Popular with Mets fans, Dickey perturbed team management when he spoke about his contract situation last week during a club event at Citi Field for children displaced from their schools by Superstorm Sandy.
Dickey said he enjoyed playing for the Mets and added it would be ”disappointing” if he went through his option year without a new deal and became a free agent.
”If that’s the decision that they make, I feel like it would be unfortunate because it probably is going mean that I’m not going to be back,” Dickey said then. ”And that would be sad.”
Buck was an All-Star with Toronto in 2010. The 32-year-old hit .192 with 12 home runs and 41 RBI for Miami last season, then was part of the big trade between Marlins and Blue Jays.

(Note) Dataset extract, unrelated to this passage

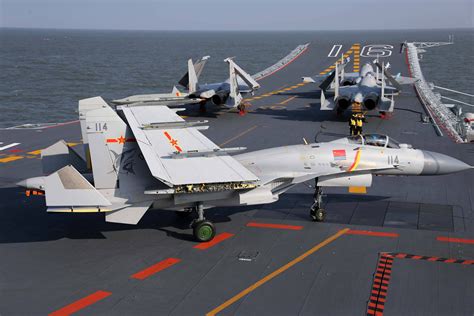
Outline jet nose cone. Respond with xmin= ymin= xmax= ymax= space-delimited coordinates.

The 20-year-old Syndergaard went 8-5 with a 2.60 ERA for Class A Lansing. The 18-year-old Becerra hit .250 with four RBI in 11 games in the rookie Gulf Coast League.
Thole hit .234 with one homer and 21 RBI in 104 games last season. The 26-year-old played four seasons with the Mets.
Nickeas split last season with the Mets and Triple-A Buffalo. The 29-year-old hit .174 with one homer and 13 RBI for New York.